Gli studiosi ed i ricercatori che si sono occupati di questo fenomeno sono concordi su tre punti fondamentali:

  • risulta da una carenza percepita di relazioni sociali
  • è un’esperienza soggettiva
  • è vissuta come spiacevole e causa distress personale

Approfondiamo queste caratteristiche

La solitudine è un’esperienza individuale indesiderata che nasce dalla carenza o dall’assenza di relazioni soddisfacenti su di un piano sia quantitativo che qualitativo.

Si tratta di situazioni in cui il numero delle relazioni è minore rispetto a quello voluto o di situazioni in cui l’intimità ricercata non viene realizzata. La solitudine è, dunque, un’esperienza prima di tutto soggettiva derivante dall’esito di una valutazione, quantitativa e qualitativa, che mette a confronto le relazioni esistenti con quelle desiderate.

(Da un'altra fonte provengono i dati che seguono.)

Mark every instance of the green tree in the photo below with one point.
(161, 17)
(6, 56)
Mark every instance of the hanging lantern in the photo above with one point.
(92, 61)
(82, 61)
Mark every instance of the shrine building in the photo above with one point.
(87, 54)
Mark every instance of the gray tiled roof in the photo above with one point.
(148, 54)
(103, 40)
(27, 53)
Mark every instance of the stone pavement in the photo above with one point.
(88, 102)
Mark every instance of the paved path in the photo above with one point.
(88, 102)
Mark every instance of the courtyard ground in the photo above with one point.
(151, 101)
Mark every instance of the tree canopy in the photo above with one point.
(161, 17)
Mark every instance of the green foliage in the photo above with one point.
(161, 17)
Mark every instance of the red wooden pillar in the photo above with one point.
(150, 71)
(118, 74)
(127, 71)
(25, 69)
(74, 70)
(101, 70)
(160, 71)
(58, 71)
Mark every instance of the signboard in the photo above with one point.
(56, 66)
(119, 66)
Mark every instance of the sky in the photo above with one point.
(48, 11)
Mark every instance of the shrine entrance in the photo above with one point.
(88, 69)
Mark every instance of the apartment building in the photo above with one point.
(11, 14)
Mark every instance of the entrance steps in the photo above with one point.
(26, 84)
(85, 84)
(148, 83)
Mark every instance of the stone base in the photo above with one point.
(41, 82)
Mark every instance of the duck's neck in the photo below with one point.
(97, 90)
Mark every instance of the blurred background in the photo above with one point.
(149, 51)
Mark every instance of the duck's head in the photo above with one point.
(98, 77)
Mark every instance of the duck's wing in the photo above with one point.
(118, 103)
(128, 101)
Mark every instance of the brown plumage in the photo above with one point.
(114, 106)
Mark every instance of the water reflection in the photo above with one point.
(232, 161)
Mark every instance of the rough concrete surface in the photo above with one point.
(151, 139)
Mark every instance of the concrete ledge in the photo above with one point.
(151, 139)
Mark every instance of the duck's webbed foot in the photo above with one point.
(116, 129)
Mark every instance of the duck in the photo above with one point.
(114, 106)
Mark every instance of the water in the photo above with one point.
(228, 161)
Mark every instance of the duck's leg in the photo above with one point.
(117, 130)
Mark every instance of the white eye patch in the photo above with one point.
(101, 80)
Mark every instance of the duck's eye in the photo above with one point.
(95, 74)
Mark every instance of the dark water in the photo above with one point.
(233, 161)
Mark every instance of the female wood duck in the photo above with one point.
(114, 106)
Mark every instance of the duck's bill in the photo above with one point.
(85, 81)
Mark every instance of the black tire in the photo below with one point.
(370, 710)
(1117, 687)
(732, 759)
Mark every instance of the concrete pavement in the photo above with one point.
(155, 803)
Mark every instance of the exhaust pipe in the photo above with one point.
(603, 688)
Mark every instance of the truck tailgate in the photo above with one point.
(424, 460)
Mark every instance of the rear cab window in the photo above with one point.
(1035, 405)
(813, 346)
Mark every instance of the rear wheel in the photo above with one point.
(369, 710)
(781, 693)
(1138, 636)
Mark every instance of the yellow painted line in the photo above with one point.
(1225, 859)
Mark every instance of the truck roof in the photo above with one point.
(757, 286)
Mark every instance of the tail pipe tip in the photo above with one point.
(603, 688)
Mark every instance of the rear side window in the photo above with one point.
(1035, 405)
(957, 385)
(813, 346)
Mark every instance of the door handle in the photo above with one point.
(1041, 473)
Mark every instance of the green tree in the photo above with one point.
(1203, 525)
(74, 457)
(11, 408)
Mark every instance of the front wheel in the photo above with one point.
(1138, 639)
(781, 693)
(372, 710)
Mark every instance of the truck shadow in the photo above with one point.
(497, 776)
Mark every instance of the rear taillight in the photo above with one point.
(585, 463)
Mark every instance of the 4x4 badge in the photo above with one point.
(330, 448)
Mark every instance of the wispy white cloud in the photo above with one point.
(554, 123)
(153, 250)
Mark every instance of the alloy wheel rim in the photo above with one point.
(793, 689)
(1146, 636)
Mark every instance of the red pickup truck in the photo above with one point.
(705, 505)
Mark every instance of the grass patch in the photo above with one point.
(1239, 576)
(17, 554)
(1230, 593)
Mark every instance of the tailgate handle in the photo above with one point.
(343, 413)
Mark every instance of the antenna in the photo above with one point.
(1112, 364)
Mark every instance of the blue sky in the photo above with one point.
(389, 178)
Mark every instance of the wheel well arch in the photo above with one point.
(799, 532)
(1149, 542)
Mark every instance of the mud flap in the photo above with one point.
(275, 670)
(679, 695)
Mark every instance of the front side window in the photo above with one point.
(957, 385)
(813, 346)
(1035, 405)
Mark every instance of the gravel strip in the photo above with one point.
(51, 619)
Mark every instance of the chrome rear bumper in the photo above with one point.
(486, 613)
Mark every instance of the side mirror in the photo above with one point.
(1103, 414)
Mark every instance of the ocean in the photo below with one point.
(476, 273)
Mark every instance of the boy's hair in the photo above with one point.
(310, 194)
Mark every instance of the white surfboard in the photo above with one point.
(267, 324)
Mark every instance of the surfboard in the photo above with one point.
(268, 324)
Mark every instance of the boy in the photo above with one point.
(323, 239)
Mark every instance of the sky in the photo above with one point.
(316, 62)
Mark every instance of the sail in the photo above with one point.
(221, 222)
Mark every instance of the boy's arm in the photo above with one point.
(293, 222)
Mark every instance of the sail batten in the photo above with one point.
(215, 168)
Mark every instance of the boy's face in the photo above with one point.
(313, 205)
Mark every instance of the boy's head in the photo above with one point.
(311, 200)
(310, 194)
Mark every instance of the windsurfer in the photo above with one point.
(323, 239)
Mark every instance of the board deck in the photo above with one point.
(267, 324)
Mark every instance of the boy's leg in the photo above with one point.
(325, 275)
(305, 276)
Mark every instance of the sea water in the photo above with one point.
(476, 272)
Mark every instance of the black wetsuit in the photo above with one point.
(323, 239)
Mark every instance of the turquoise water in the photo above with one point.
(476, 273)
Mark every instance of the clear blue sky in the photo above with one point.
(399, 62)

Essa, inoltre, non è direttamente collegata ad un oggettivo isolamento sociale, anzi non va proprio intesa come sinonimo di isolamento. La solitudine, infatti, è solo una delle possibili conseguenze di una rete sociale povera o inesistente: persone socialmente isolate non sono necessariamente sole, e persone sole non sono necessariamente isolate.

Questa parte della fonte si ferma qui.